I approached The blue book with no little trepidation, as I thought it was probably among the most literary of the orange longlist. I have not read any books by Kennedy previously, but know of her as a very post-modern writer which is something that I am a little bit wary of (having never quite grasped post-modernism when forced to study it as part of a historical methods course in my final year at university (I decided to teach myself how to answer questions on the feminist approach instead, much to my tutor's horror) (he obviously was involved in the writing of the paper as post modernism came up, but feminism didn't despite the fact that the latter was a huge topic and had been in every past paper for ten years) (I digress.)
The book is set on a cruise ship.
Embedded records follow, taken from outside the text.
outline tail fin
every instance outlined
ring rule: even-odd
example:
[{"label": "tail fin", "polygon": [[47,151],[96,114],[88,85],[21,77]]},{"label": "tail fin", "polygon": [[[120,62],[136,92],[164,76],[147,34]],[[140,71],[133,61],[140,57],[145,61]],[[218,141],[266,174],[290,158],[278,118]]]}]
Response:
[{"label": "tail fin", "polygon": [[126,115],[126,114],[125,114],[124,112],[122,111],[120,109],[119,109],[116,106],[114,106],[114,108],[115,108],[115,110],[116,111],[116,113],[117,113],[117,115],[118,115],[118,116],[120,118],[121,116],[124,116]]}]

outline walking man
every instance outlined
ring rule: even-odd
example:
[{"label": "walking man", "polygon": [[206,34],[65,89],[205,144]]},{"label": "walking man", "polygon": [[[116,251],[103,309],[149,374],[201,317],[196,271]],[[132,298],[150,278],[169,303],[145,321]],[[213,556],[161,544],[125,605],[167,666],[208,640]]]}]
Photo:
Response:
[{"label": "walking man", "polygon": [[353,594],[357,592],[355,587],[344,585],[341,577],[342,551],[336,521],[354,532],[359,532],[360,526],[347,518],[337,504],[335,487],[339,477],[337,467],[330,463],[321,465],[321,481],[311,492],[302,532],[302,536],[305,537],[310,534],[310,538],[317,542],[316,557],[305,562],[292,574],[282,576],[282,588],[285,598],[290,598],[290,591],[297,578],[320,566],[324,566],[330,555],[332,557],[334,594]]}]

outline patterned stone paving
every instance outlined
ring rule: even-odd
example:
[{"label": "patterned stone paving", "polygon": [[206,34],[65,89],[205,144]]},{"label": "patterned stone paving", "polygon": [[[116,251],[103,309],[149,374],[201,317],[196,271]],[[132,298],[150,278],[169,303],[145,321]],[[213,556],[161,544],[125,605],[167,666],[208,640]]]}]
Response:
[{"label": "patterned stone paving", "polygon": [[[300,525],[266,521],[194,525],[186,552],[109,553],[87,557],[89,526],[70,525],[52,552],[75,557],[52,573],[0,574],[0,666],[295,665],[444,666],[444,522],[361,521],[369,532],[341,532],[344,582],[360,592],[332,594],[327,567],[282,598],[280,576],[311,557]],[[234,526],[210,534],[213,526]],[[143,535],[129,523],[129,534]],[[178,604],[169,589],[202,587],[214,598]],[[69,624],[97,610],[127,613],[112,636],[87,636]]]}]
Elizabeth Barber is on a journey from London to New York with her boyfriend. It seems she is actually fleeing the UK where she has been a fake medium
So that's the story on the surface. So far, straightforward. But it's postmodern as I said. So, the story is told through a number of different styles of narrations and the blurb itself says "What's more, is the book itself - a fiction which may not always be lying - deceiving the reader?" This made me worry a bit about the book because I am only really capable of reading a straightforward sorry.
If you're cleverer than me and want reading that will challenge you, then read this. If you're stupid like me, and like reading to relax into, then don't. Also, if like me you find the colour blue depressing, I wouldn't pick it up, the book itself is VERY blue with blue edgings to the page which match the unwrappered hardback. It's certainly striking.